Reading Around on January 25th through January 26th

A few interesting links collected January 25th through January 26th:

  • How to Replace a Sky in Photoshop – “Got an image that is great, except for that lifeless dull sky? Learn how to replace the sky in an image using Photoshop in this tutorial.”
  • Op-Ed Columnist – Will Obama Save Liberalism? – NYTimes.com – “This is William Kristol’s last column.” Awesome news.

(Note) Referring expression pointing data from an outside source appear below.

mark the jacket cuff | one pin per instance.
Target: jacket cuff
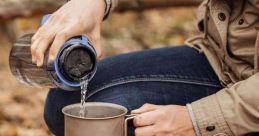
(209, 117)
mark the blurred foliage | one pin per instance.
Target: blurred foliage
(21, 107)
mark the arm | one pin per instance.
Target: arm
(77, 17)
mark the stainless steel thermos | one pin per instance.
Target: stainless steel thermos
(75, 62)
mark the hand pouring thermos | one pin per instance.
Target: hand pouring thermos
(76, 61)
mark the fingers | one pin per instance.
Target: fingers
(145, 131)
(145, 108)
(145, 119)
(58, 42)
(40, 43)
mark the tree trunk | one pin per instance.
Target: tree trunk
(23, 8)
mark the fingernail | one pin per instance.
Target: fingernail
(51, 58)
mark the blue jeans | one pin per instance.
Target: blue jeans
(176, 75)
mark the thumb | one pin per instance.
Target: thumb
(145, 108)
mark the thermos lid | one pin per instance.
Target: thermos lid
(76, 62)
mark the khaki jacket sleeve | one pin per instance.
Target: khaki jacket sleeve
(232, 111)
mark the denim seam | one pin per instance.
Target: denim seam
(120, 82)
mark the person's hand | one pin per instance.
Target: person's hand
(170, 120)
(77, 17)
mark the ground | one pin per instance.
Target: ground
(21, 107)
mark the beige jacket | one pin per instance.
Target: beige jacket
(230, 42)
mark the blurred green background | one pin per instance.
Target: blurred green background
(21, 107)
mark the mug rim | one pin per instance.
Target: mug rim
(124, 109)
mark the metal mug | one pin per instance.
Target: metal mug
(101, 119)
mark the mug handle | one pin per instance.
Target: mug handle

  • Blog-Sothoth: netflixed What Times Is It There – Sounds awesome. Added to my Netflix queue.”What Time is it There? is a quiet masterpiece–and literally quiet, because there is about ten minutes of dialogue in a two-hour film. If you need traditional plot in your flicks, avoid this one like the plague. It moves like an ethereal dream.”
  • Media Matters – Goldberg publishes badly doctored version of Rose/Brokaw interview as purported evidence of Brokaw’s bias – Bernie Goldberg is just a hack, talentless, bitter hack. “In another house-of-cards example of purported media infatuation with President Obama offered by Bernard Goldberg in his new book, Goldberg echoes Rush Limbaugh by printing badly doctored “snippets” of an interview between Charlie Rose and Tom Brokaw. Goldberg’s doctored transcript of the interview falsely suggests, among other things, that Brokaw expressed the view that “there’s a lot about [Obama] we don’t know,” when, in fact, Brokaw attributed that assertion to “conservative commentators” and that comments Brokaw and Rose made about their lack of familiarity with the candidates applied only to Obama when, in fact, they were referring to Sen. John McCain as well.”